When the Devil’s near … Toast falls jelly-side down

Devil is a murder-mystery concept piece set mainly in the confines of a lift. Five strangers enter said lift together only to get stuck between floors. Bad enough, you might think. But when one of the five is murdered during a momentary blackout, all Hell breaks loose. Meanwhile outside, our intrepid damaged-goods Policeman tries to solve the unfolding lift-based mystery whilst keeping his shit together.

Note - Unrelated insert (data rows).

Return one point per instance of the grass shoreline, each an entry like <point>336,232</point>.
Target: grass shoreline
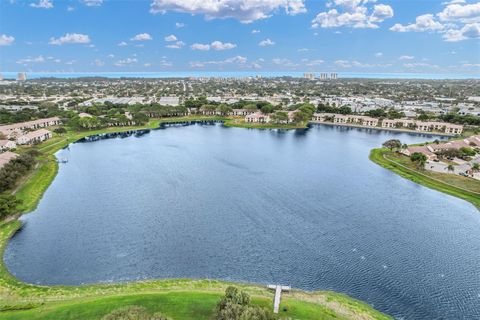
<point>380,157</point>
<point>20,300</point>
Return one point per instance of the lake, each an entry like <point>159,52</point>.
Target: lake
<point>304,208</point>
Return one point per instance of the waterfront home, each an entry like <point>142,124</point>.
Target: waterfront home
<point>5,157</point>
<point>453,128</point>
<point>364,121</point>
<point>240,112</point>
<point>35,137</point>
<point>85,115</point>
<point>426,150</point>
<point>340,118</point>
<point>398,123</point>
<point>31,125</point>
<point>7,145</point>
<point>257,117</point>
<point>323,116</point>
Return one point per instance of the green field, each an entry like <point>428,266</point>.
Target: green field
<point>176,298</point>
<point>461,187</point>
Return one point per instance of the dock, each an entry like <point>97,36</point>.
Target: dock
<point>278,292</point>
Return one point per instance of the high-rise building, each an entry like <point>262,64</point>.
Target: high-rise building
<point>309,76</point>
<point>22,76</point>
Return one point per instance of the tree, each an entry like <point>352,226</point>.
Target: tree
<point>392,144</point>
<point>280,117</point>
<point>9,205</point>
<point>60,130</point>
<point>235,305</point>
<point>268,108</point>
<point>419,158</point>
<point>133,313</point>
<point>224,109</point>
<point>344,110</point>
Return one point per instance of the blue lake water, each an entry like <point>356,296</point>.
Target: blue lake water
<point>304,208</point>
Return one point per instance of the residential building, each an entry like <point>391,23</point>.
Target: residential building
<point>5,157</point>
<point>31,125</point>
<point>35,137</point>
<point>7,145</point>
<point>257,117</point>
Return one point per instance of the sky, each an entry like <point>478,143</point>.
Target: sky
<point>369,36</point>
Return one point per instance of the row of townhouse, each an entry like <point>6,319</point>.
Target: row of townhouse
<point>29,132</point>
<point>430,150</point>
<point>5,157</point>
<point>346,119</point>
<point>259,117</point>
<point>389,123</point>
<point>234,112</point>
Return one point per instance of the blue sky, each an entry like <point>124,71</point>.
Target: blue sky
<point>430,36</point>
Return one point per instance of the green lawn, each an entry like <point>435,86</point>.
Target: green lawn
<point>461,187</point>
<point>177,298</point>
<point>177,305</point>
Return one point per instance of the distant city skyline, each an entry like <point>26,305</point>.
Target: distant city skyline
<point>362,36</point>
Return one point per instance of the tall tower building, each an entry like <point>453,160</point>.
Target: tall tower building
<point>22,76</point>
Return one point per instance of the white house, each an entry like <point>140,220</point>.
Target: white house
<point>7,145</point>
<point>35,136</point>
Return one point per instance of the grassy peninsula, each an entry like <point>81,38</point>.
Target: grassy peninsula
<point>457,186</point>
<point>175,298</point>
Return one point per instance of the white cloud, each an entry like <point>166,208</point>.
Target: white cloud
<point>200,46</point>
<point>176,45</point>
<point>42,4</point>
<point>126,62</point>
<point>70,38</point>
<point>142,37</point>
<point>456,22</point>
<point>266,42</point>
<point>468,31</point>
<point>31,60</point>
<point>92,3</point>
<point>98,63</point>
<point>218,45</point>
<point>6,40</point>
<point>353,13</point>
<point>170,38</point>
<point>422,23</point>
<point>239,60</point>
<point>420,64</point>
<point>313,63</point>
<point>461,12</point>
<point>284,62</point>
<point>381,12</point>
<point>357,64</point>
<point>246,11</point>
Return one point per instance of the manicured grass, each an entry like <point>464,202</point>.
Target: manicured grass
<point>461,187</point>
<point>240,123</point>
<point>177,298</point>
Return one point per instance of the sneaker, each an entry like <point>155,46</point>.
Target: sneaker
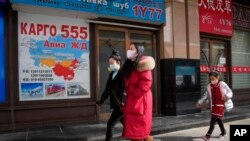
<point>222,136</point>
<point>206,138</point>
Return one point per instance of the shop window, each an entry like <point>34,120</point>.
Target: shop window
<point>213,56</point>
<point>2,60</point>
<point>241,59</point>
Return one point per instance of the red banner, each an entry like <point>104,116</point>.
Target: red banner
<point>216,17</point>
<point>206,69</point>
<point>241,69</point>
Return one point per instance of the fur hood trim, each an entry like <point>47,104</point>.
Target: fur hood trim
<point>146,63</point>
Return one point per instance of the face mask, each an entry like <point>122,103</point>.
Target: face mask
<point>113,67</point>
<point>214,82</point>
<point>131,54</point>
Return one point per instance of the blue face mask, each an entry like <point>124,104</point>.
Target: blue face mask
<point>113,67</point>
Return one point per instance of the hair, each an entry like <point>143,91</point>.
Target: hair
<point>129,65</point>
<point>214,73</point>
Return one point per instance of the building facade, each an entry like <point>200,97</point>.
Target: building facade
<point>55,55</point>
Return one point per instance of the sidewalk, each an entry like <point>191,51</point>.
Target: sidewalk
<point>96,132</point>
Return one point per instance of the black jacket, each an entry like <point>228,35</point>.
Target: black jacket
<point>114,89</point>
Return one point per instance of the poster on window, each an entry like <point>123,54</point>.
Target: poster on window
<point>216,17</point>
<point>53,54</point>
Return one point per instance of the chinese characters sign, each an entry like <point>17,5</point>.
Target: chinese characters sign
<point>216,17</point>
<point>53,57</point>
<point>149,10</point>
<point>241,16</point>
<point>206,69</point>
<point>223,69</point>
<point>241,69</point>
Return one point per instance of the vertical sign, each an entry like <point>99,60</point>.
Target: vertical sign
<point>216,17</point>
<point>53,57</point>
<point>2,59</point>
<point>241,15</point>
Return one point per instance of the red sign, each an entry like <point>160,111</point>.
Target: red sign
<point>206,69</point>
<point>241,16</point>
<point>241,69</point>
<point>216,17</point>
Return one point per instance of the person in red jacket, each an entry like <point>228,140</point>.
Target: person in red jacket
<point>137,120</point>
<point>218,92</point>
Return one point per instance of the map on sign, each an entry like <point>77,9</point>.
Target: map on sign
<point>53,56</point>
<point>62,58</point>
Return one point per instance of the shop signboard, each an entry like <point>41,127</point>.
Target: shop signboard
<point>241,16</point>
<point>241,69</point>
<point>147,10</point>
<point>53,57</point>
<point>206,69</point>
<point>216,17</point>
<point>2,60</point>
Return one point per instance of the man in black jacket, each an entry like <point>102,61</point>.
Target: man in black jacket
<point>114,90</point>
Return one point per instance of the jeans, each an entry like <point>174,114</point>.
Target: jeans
<point>114,118</point>
<point>212,124</point>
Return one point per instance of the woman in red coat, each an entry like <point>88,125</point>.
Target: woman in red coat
<point>137,121</point>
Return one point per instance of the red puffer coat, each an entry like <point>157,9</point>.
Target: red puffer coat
<point>137,117</point>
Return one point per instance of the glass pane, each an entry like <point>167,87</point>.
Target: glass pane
<point>218,55</point>
<point>218,52</point>
<point>107,41</point>
<point>144,39</point>
<point>204,80</point>
<point>241,57</point>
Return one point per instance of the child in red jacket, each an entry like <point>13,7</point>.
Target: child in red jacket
<point>218,92</point>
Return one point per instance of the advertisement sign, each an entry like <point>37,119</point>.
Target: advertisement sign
<point>216,17</point>
<point>146,10</point>
<point>2,60</point>
<point>241,16</point>
<point>206,69</point>
<point>53,57</point>
<point>241,69</point>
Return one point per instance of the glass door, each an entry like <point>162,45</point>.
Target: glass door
<point>108,40</point>
<point>213,56</point>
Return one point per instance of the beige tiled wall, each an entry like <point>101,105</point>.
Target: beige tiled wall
<point>181,31</point>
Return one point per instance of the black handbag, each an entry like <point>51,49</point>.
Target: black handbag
<point>123,99</point>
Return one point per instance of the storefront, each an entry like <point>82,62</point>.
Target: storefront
<point>224,27</point>
<point>216,28</point>
<point>241,53</point>
<point>60,53</point>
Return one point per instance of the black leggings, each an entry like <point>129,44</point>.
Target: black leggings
<point>212,124</point>
<point>114,118</point>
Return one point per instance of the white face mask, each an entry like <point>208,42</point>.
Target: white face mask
<point>113,67</point>
<point>131,54</point>
<point>214,82</point>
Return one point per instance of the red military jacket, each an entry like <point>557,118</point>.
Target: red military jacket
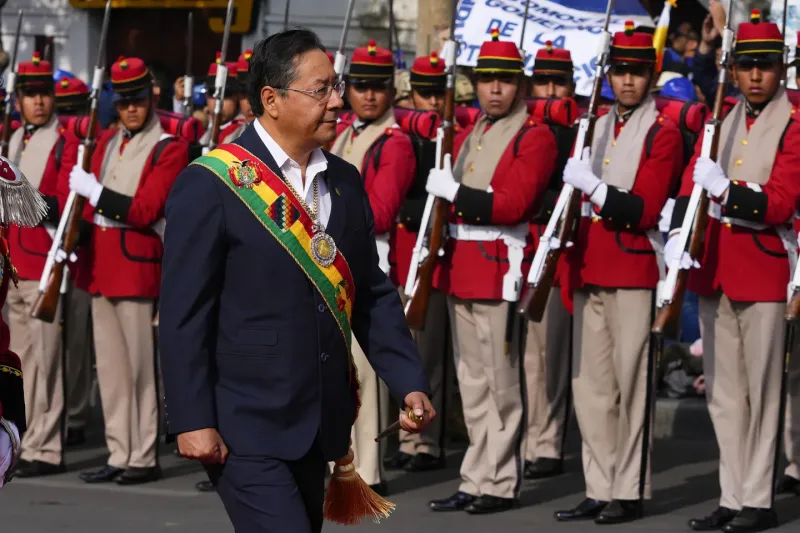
<point>748,265</point>
<point>474,270</point>
<point>29,246</point>
<point>612,249</point>
<point>126,262</point>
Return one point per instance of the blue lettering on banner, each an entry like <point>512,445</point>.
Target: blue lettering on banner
<point>464,11</point>
<point>558,41</point>
<point>508,29</point>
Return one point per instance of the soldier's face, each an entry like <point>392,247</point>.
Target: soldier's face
<point>36,108</point>
<point>551,86</point>
<point>229,107</point>
<point>630,83</point>
<point>497,93</point>
<point>370,100</point>
<point>428,100</point>
<point>758,81</point>
<point>133,113</point>
<point>246,109</point>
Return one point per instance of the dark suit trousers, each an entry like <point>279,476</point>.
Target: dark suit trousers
<point>268,495</point>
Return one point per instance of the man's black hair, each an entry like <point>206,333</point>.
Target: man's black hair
<point>273,62</point>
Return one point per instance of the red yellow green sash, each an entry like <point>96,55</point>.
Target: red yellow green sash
<point>279,210</point>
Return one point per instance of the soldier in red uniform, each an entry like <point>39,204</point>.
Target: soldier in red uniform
<point>376,146</point>
<point>547,354</point>
<point>72,99</point>
<point>553,73</point>
<point>40,150</point>
<point>749,254</point>
<point>231,119</point>
<point>242,71</point>
<point>28,210</point>
<point>136,166</point>
<point>422,451</point>
<point>502,167</point>
<point>635,159</point>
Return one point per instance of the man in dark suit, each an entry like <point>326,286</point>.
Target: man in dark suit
<point>269,264</point>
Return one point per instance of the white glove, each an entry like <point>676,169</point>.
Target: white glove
<point>578,173</point>
<point>672,253</point>
<point>85,184</point>
<point>7,450</point>
<point>710,176</point>
<point>441,182</point>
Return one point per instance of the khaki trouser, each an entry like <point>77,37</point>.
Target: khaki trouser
<point>434,347</point>
<point>78,369</point>
<point>611,334</point>
<point>547,358</point>
<point>742,363</point>
<point>491,394</point>
<point>371,420</point>
<point>126,376</point>
<point>791,434</point>
<point>38,345</point>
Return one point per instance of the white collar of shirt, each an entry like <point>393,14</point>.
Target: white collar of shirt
<point>317,164</point>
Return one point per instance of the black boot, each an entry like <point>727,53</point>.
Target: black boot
<point>716,520</point>
<point>456,502</point>
<point>752,520</point>
<point>619,512</point>
<point>588,509</point>
<point>104,475</point>
<point>138,476</point>
<point>39,469</point>
<point>489,504</point>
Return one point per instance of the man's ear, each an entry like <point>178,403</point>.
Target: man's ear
<point>270,99</point>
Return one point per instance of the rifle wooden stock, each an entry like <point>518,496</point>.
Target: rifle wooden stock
<point>793,307</point>
<point>417,305</point>
<point>535,301</point>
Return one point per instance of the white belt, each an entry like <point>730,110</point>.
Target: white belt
<point>104,222</point>
<point>514,237</point>
<point>382,244</point>
<point>653,235</point>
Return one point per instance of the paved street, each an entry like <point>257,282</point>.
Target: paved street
<point>685,481</point>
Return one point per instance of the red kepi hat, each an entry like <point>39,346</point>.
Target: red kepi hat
<point>130,79</point>
<point>632,47</point>
<point>428,73</point>
<point>35,74</point>
<point>243,66</point>
<point>499,56</point>
<point>232,85</point>
<point>71,92</point>
<point>371,63</point>
<point>758,41</point>
<point>551,61</point>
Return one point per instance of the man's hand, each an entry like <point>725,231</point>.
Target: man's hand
<point>441,182</point>
<point>420,406</point>
<point>85,184</point>
<point>710,176</point>
<point>205,445</point>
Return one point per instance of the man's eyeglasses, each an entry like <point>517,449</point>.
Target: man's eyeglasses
<point>323,94</point>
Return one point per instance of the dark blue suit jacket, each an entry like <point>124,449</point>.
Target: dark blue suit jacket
<point>247,344</point>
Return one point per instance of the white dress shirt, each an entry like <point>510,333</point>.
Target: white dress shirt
<point>317,164</point>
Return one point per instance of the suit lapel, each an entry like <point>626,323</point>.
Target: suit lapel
<point>336,223</point>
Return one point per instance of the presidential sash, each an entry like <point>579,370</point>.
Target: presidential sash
<point>283,215</point>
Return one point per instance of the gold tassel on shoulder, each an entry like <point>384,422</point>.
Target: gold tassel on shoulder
<point>349,499</point>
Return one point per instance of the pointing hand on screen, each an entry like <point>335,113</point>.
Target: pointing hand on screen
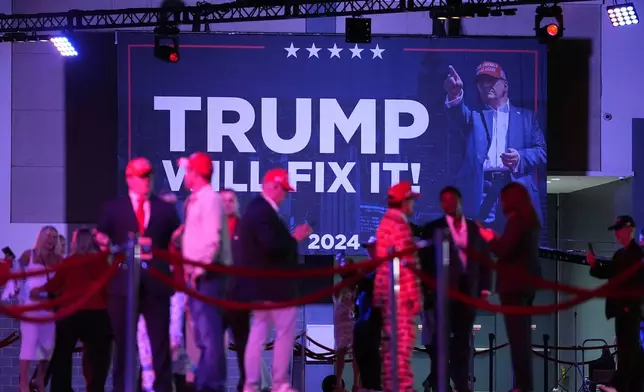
<point>453,84</point>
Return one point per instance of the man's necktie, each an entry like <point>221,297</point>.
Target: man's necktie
<point>140,215</point>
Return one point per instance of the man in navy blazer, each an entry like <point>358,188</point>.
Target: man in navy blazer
<point>467,276</point>
<point>151,217</point>
<point>263,241</point>
<point>504,143</point>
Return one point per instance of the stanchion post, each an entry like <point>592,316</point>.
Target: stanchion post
<point>546,339</point>
<point>441,246</point>
<point>303,356</point>
<point>394,291</point>
<point>132,265</point>
<point>491,338</point>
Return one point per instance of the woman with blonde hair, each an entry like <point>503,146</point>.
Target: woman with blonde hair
<point>36,339</point>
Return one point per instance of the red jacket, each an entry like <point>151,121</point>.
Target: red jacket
<point>395,233</point>
<point>76,281</point>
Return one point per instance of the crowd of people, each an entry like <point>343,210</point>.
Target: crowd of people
<point>214,232</point>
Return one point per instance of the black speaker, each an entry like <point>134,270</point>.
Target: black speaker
<point>357,30</point>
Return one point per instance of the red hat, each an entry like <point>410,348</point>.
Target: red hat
<point>199,162</point>
<point>401,192</point>
<point>490,68</point>
<point>279,176</point>
<point>138,167</point>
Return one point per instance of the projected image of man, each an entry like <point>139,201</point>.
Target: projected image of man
<point>504,143</point>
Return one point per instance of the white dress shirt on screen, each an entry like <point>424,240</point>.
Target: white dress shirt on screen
<point>459,236</point>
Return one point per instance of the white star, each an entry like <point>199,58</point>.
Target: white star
<point>355,52</point>
<point>292,51</point>
<point>335,51</point>
<point>377,52</point>
<point>313,51</point>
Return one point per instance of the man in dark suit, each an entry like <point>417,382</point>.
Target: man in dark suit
<point>470,278</point>
<point>517,252</point>
<point>264,242</point>
<point>626,311</point>
<point>143,213</point>
<point>504,143</point>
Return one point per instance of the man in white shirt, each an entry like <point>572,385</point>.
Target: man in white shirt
<point>504,142</point>
<point>205,239</point>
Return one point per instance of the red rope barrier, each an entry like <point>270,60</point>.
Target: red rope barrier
<point>73,307</point>
<point>235,305</point>
<point>533,310</point>
<point>70,262</point>
<point>176,259</point>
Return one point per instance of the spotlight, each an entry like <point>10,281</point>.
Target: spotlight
<point>64,46</point>
<point>551,31</point>
<point>622,15</point>
<point>166,44</point>
<point>357,30</point>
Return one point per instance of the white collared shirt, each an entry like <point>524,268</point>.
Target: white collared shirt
<point>205,235</point>
<point>459,236</point>
<point>135,200</point>
<point>498,137</point>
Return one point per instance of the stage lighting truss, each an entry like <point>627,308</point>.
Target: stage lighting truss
<point>224,13</point>
<point>622,14</point>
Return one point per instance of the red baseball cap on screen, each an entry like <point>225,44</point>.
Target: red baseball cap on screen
<point>279,176</point>
<point>138,167</point>
<point>490,68</point>
<point>401,192</point>
<point>199,162</point>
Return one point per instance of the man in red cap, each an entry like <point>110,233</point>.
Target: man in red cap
<point>505,143</point>
<point>263,241</point>
<point>205,240</point>
<point>154,220</point>
<point>394,233</point>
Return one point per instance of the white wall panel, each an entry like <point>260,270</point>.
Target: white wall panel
<point>38,81</point>
<point>622,91</point>
<point>38,138</point>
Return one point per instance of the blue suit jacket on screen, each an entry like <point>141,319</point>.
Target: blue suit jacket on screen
<point>524,135</point>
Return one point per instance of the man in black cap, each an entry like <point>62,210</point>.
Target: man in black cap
<point>626,311</point>
<point>366,332</point>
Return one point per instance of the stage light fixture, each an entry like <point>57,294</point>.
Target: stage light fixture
<point>622,14</point>
<point>166,44</point>
<point>551,30</point>
<point>64,46</point>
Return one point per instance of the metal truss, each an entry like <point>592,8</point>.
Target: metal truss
<point>76,20</point>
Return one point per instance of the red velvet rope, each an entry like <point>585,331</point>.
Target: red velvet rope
<point>176,259</point>
<point>69,262</point>
<point>534,310</point>
<point>235,305</point>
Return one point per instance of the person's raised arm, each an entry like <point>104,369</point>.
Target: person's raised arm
<point>459,114</point>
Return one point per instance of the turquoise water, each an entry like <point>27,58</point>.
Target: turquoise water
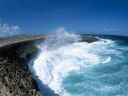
<point>83,69</point>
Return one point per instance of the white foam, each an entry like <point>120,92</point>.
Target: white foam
<point>52,65</point>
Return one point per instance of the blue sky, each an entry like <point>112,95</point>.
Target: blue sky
<point>81,16</point>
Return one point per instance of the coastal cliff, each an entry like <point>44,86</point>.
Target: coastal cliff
<point>15,76</point>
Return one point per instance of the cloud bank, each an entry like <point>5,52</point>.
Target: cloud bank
<point>6,30</point>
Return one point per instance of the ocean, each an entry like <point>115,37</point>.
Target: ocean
<point>66,67</point>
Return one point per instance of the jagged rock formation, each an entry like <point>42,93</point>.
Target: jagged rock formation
<point>15,76</point>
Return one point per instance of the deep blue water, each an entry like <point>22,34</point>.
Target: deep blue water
<point>83,69</point>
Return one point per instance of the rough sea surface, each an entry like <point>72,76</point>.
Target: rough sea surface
<point>71,68</point>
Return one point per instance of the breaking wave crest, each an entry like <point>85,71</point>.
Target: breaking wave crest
<point>73,68</point>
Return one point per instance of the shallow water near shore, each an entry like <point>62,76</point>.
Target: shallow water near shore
<point>72,68</point>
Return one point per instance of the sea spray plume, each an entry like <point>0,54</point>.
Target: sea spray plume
<point>6,30</point>
<point>49,54</point>
<point>49,50</point>
<point>60,38</point>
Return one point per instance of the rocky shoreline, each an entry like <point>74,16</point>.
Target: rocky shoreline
<point>15,77</point>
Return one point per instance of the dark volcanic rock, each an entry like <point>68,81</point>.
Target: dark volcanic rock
<point>15,76</point>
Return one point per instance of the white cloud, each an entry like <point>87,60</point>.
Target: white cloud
<point>6,30</point>
<point>109,31</point>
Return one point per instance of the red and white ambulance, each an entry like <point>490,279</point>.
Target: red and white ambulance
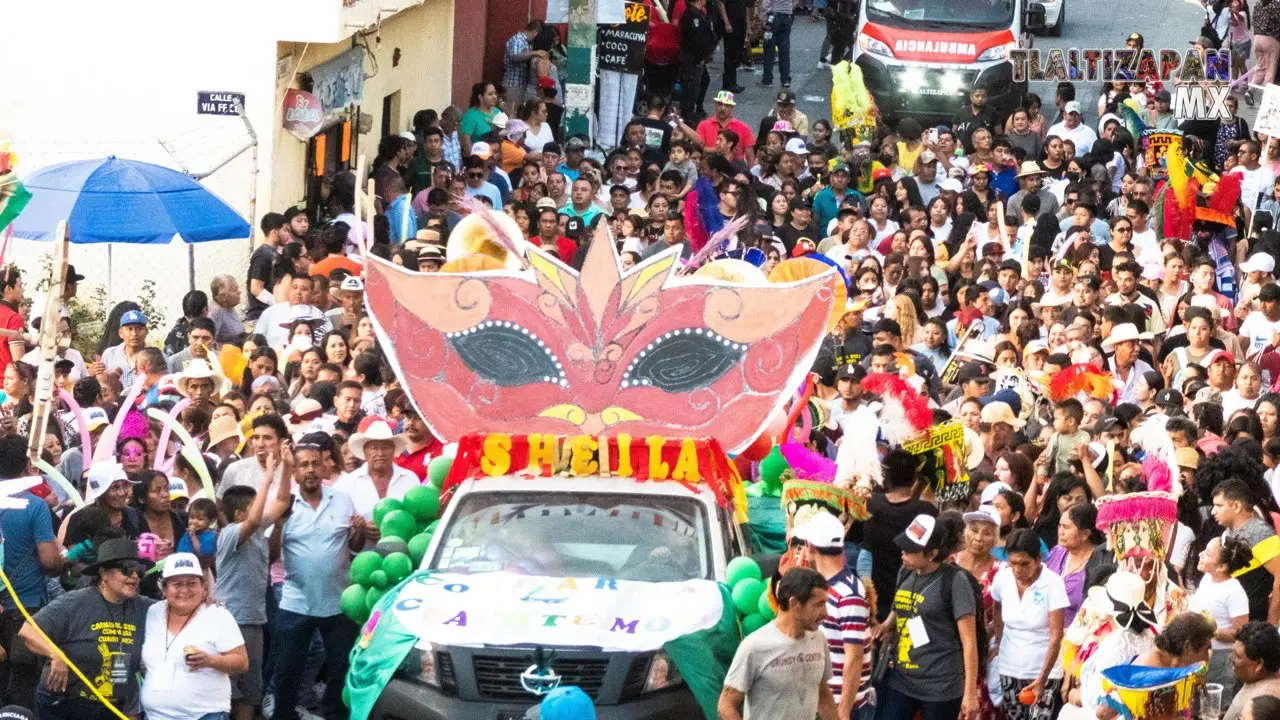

Devil could have made a good episode of The Twilight Zone (albeit, without the scenes outside the lift). As it was, Devil made for a tense and entertaining horror-mystery. Coming from the mind of M. Knight Shyamalan, there is of course a twist ending, which is reasonably effective, although not totally unforeseeable. And being an M. Knight movie, we can play some Shyamalan Bingo™:

  • there was some flabby and ridiculous dialogue (“When he’s [the Devil] near, everything goes wrong. Toast falls jelly-side down, children hit tables, and people get hurt.”),
  • a somewhat awkwardly shoehorned religious aspect (handled clumsily with the gibbering Mexican Catholic expositor),
  • cheesiness (the awkward mattress salesman and his banter),
  • and a damaged protagonist suffering from a traumatic loss.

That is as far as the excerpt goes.